I didn't expect that you would doubt that the array gets reallocated. Here a code to test:

void appendElement(ref int[] arr, int x) {
        arr ~= x;
}

void removeElement(ref int[] arr, int index) {
        arr = arr[0..index] ~ arr[index+1..$];
}

void main() {
  int* arrPtr1;
  int* arrPtr2;
  int[] arr = [1, 2, 3];

  arr.reserve(7);       // Reserve capacity.
  arr.appendElement(4); // I don't want a realocation
  arrPtr1 = arr.ptr;
  assert(arr.capacity==7);
  arr.removeElement(1); // happen here,
  assert(arr.capacity==3);
  arr.appendElement(5); // but it happens.
  arrPtr2 = arr.ptr;

  assert(arr[1] == 3);
  assert(arr[2] == 4);
  assert(arr[3] == 5);
  assert(arrPtr1 != arrPtr2);  // different arrays <- here
}

I'm not accusing D having a bug here. I'm saying that in my eyes a reallocation of the array referenced by the slice is not useful, when capacity is still available.
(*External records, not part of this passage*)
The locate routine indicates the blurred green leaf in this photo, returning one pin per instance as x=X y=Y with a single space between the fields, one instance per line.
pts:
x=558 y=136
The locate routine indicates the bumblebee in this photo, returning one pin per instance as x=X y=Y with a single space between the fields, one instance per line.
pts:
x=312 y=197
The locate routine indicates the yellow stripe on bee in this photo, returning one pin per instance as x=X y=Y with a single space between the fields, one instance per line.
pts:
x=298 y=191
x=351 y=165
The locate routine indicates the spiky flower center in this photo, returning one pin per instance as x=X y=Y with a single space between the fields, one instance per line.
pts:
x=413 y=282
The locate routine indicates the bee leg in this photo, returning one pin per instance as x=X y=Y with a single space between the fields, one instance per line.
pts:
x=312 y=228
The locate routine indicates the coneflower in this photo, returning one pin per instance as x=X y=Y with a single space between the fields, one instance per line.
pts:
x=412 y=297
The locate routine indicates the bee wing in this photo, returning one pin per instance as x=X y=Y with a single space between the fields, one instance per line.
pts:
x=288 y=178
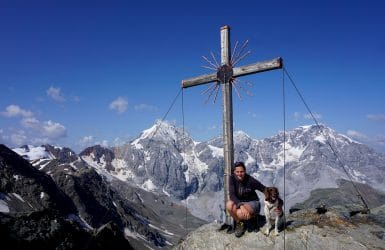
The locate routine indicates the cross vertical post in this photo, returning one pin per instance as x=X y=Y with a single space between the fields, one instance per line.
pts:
x=225 y=75
x=228 y=145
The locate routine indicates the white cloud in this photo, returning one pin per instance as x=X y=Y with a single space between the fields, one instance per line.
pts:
x=86 y=141
x=30 y=122
x=297 y=116
x=55 y=94
x=16 y=111
x=356 y=135
x=376 y=117
x=145 y=107
x=120 y=105
x=53 y=130
x=309 y=117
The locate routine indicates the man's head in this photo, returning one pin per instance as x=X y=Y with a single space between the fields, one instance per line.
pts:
x=239 y=170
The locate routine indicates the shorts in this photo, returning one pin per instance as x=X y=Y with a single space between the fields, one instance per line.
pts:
x=254 y=204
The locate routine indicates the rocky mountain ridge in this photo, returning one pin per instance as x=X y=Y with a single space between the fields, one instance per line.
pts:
x=166 y=160
x=67 y=197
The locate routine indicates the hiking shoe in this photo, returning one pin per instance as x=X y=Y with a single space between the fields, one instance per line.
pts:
x=239 y=229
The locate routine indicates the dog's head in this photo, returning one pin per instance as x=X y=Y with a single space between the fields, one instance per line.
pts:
x=271 y=194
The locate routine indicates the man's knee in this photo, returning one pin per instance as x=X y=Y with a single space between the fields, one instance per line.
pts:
x=230 y=205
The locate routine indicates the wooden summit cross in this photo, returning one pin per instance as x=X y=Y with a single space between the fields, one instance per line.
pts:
x=225 y=75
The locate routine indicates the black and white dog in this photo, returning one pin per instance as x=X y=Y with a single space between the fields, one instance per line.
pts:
x=273 y=210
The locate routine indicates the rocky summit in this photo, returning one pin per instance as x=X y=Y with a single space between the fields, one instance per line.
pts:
x=331 y=228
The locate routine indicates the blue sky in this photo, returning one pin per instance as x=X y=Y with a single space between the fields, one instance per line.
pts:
x=78 y=73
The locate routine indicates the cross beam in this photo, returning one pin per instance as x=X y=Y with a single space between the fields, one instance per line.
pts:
x=225 y=75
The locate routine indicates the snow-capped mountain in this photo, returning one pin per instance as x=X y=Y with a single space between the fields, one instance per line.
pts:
x=63 y=184
x=164 y=159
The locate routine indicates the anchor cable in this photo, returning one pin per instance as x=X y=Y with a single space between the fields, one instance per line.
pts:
x=338 y=158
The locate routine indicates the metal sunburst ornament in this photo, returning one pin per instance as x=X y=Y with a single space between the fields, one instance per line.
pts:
x=225 y=72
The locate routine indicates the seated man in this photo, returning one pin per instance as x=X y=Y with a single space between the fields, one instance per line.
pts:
x=244 y=202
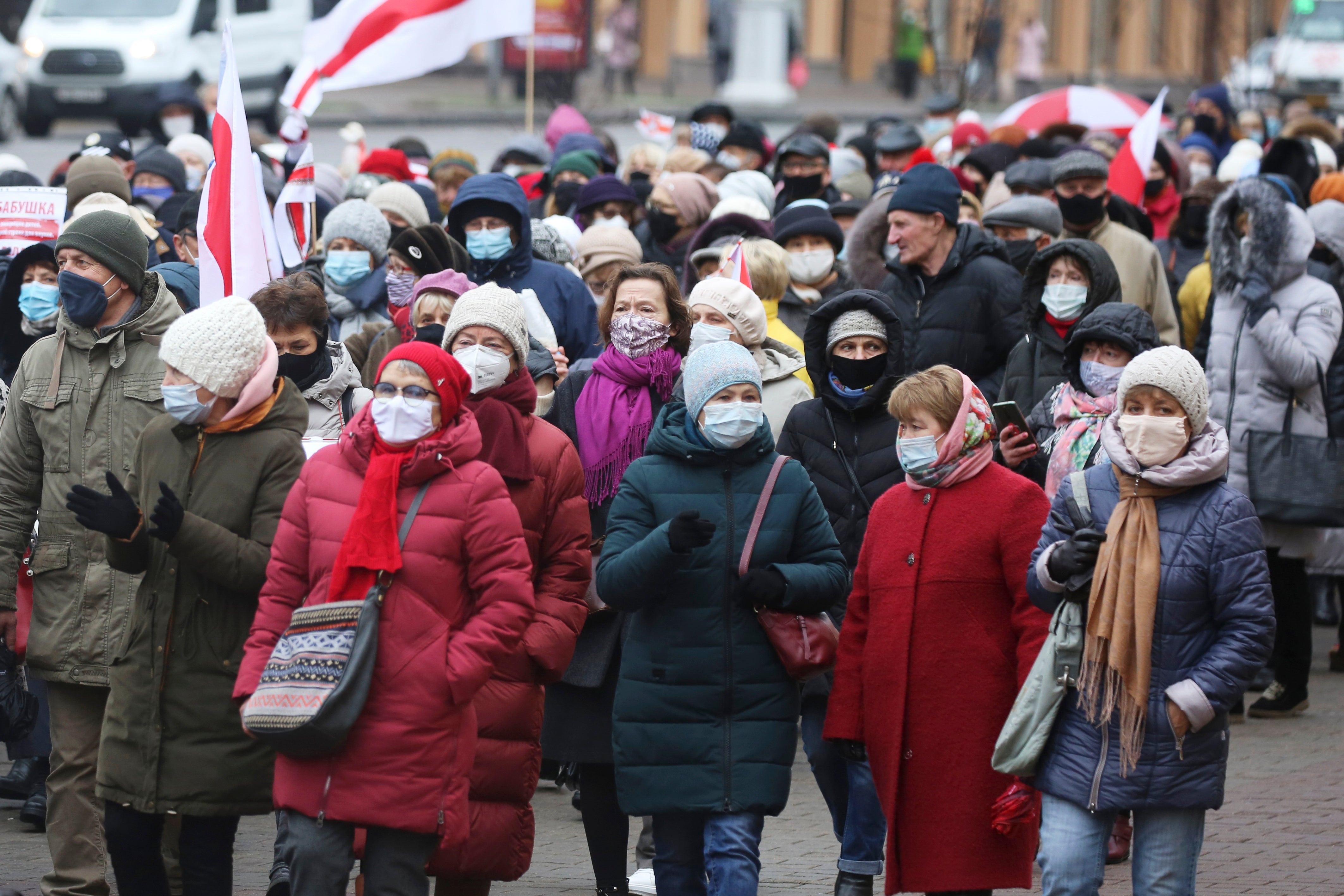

@Ali Çehreli: You are right, Go's slices consist of three members. I have read it, although I din't test the code. In http://blog.golang.org/go-slices-usage-and-internals is said: "Slicing does not copy the slice's data. It creates a new slice value that points to the original array. This makes slice operations as efficient as manipulating array indices."

I repeat "[...] as efficient as manipulating array indices." In D this is not the case and can't imagine what purpose can it suit else.

@Meta and @David Eagen: My question is not about creating slices, but about make them shrink and grow without reallocating the referenced array.